(L to R) Vinny Green of Snopes, Jevin West of the University of Washington, and Ina Fried of Axios discuss misinformation and technology during Day 2 of the GeekWire Summit 2017 at Sheraton Seattle on Wednesday, October 11, 2017. (Photo by Dan DeLong for GeekWire)

Technology has changed just about everything it has touched, and that is especially true when it comes to the distribution of news and information around the planet. Early hopes that technology could be a democratic force for journalism probably hit rock bottom in 2016, as the most contentious presidential election of the modern age was fueled by a sea of polarizing misinformation, some of it spread by foreign powers.

So what can be done about this problem, which is going to get much worse before it gets better? Three panelists at the GeekWire Summit Wednesday offered some hope that a combination of dogged fact checking, media literacy, and technological innovation could improve incentives to produce quality, trustworthy content in an era in which “profitgandists,” as Snopes co-owner and Vice President of Operations Vinny Green put it, can make real money distributing fake news.

The deliberate spread of misinformation has been around a long time, as Jevin West, associate professor at the University of Washington, pointed out, citing the era of yellow journalism around the turn of the last century as a prime example.

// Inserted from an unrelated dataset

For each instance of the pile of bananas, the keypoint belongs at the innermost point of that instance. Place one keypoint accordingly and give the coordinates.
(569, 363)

The difference now is that modern technology gives fraudsters the reach to instantly access millions of people and be rewarded for those minimal efforts, Green said.

“Business models for journalism are challenged and challenging. Business models for things that are misleading are solid and well established,” said Ina Fried, chief technology correspondent for Axios. (In the interest of full transparency in media, Ina and I worked together at CNET/CBS Interactive for several years.)

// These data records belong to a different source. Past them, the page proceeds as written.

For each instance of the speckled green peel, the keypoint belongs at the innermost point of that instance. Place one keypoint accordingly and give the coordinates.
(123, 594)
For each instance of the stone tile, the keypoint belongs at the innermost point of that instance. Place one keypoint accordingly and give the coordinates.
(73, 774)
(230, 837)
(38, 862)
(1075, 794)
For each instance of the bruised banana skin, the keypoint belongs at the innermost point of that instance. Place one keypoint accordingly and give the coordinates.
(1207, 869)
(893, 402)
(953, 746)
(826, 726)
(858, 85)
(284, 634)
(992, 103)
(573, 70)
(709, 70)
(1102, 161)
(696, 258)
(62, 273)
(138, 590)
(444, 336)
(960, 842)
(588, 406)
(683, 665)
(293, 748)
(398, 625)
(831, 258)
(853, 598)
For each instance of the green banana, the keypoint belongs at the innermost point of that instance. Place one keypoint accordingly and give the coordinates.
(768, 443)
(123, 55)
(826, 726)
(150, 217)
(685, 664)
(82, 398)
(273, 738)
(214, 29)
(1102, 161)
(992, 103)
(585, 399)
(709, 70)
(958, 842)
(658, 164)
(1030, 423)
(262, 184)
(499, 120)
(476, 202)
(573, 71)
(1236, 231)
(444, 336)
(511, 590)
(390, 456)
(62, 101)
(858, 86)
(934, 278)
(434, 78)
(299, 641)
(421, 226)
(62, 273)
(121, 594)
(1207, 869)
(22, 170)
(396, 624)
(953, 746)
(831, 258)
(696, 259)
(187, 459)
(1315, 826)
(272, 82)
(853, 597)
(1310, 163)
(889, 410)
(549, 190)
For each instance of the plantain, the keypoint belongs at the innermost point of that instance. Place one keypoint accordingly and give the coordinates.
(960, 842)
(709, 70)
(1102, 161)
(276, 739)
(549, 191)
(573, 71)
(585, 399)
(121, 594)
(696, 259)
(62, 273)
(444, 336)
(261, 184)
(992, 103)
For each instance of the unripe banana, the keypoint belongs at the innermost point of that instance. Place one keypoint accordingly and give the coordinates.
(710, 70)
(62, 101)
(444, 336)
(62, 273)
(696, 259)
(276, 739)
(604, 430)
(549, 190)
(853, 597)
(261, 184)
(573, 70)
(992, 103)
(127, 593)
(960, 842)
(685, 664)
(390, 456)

That gives rise to the so-called profitgandists, who are just in it for turning clicks into cash, Green said. But, of course, traditional propaganda efforts can make a huge, sudden impact in the digital age, as federal investigators are discovering as they look into the impact of misinformation allegedly spread by Russia in an attempt to spread discord among the American public.

(L to R) Vinny Green of Snopes, Jevin West of University of Washington, and Ina Fried of Axios discuss fake news during Day 2 of the GeekWire Summit 2017 at Sheraton Seattle on Wednesday, October 11, 2017. (Photo by Dan DeLong for GeekWire)

Snopes has been trying to combat the spread of rumors and urban legends since well before the rise of social media, but their efforts have grown exponentially harder as Twitter and Facebook have become huge forces in our lives, Green said. Snopes has 16 people trying to sift truth and fact from the muck of internet communication, and serves 20 million people a month in that effort, but people have to actually take the steps to investigate claims flying through their feeds for those efforts to make a difference.

So what can we do about this?

West currently teaches a class at UW called “Calling Bullshit,” hoping to impart media literacy lessons to college students before they enter the real world. This semester, the 160-seat class filled up in a matter of minutes, and over 60 other universities are adopting a version of the class, he said.

“We want them to have that enthusiasm for thinking critically,” West said.

Green thinks there has to be a “redistrbution of revenue and reach to credible content,” an effort that can start with tech companies like Facebook and Google. “That’s something that needs to be baked into the mindset of those that are trying to build these systems and products,” he said.

But that’s not enough. Fried pointed out that companies like Adobe are making versions of Photoshop — the original fake news tool — for voice, and several other companies are also working on technology that lets you introduce new words and even clips into previously recorded video.

And as long as a sizable number of business and news consumers conflate tech platform reach with credibility — as in whoever has the most followers wins — charlatans like Donald Trump will be able to exploit that reach to impart credibility to even the most obvious lies.

“We’re not going to win if you have to teach every person (media literacy) and debunk every fact,” Fried said. “Either (the solution is) going to come from the (tech) industry discussing it, or regulators are going to get involved.”